LOS ANGELES – I had dinner last night at Wolfgang Puck’s restaurant Chinoise on Main for a vertical tasting of Trimbach Clos Ste.-Hune and Cuvée Frederic Emile. As good as the wines were, the most impressive part of the tasting was a short conversation I had with Jean-Michel Cazes of Château Lynch-Bages. (He is hosting a vertical tasting of three dozen vintages of Lynch in an hour.)
We both agreed how it was a shame that some of the biggest names in Bordeaux are no longer family owned – primarily Château Montrose and Château Pichon-Longueville-Lalande. The former was sold a couple of weeks ago for about $170 million to a private group led by Martin and Olivier Bouygues, of the mega French construction group Bouygues SA. The latter was bought by shareholders of the Hermes group for a reported $200 million to $230 million a few days ago.
I have not confirmed any of this with the châteaus themselves, but my sources are impeccable. And the Montrose sale has been reported in the international press.

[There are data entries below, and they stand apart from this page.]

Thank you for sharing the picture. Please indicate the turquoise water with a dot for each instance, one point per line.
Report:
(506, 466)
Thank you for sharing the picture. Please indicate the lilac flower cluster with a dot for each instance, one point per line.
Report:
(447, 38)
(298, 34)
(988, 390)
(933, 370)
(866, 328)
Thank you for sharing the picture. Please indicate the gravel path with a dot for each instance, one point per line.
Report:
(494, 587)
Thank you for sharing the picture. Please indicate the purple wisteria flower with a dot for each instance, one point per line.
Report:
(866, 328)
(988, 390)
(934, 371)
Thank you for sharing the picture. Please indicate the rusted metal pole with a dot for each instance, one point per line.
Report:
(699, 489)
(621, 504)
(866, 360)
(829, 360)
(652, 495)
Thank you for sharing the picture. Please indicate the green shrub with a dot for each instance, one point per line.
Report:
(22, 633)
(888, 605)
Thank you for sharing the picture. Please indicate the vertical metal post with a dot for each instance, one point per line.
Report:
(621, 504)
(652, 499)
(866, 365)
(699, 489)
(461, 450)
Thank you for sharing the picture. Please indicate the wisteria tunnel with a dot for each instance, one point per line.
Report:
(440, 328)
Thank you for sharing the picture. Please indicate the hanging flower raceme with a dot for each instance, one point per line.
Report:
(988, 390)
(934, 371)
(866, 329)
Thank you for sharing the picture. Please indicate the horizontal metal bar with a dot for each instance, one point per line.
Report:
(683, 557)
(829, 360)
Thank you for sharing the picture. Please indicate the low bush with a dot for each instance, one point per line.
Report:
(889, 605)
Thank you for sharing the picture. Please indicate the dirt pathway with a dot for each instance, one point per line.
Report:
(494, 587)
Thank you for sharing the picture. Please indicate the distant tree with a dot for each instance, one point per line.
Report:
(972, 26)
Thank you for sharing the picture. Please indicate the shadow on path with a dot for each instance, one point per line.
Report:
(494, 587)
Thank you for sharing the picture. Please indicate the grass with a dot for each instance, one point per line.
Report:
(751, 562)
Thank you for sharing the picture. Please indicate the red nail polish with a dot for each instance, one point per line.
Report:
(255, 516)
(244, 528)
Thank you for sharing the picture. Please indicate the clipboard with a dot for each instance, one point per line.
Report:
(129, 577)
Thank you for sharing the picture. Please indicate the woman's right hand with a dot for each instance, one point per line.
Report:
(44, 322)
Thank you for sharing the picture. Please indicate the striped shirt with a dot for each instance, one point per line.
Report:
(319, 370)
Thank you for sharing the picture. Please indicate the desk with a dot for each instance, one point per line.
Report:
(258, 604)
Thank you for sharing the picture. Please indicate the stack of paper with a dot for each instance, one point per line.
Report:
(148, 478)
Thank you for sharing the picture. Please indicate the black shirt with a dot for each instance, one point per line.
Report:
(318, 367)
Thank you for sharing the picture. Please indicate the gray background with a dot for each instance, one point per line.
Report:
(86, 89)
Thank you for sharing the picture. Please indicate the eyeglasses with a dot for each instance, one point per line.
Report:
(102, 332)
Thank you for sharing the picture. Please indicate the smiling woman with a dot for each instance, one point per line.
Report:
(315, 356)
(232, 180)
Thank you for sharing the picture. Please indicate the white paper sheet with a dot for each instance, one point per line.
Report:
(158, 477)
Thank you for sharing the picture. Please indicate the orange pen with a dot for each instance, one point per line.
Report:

The Pichon-Lalande sale apparently is not for the complete ownership of the château but the majority of the shares. And Hermes has the option to buy the remainder over an undisclosed period.
One other interesting point to all this is that the former technical director of Haut-Brion and La Mission-Haut-Brion, Jean Delmas, is being brought out of retirement to oversee the winemaking at Montrose. His son, Jean-Philippe Delmas, who is technical director at HB and LM, says his father is very excited to be back in action. Can’t wait to see what happens at Montrose. Delmas is one of the greatest winemakers ever in Bordeaux, and the second growth needs a push in quality.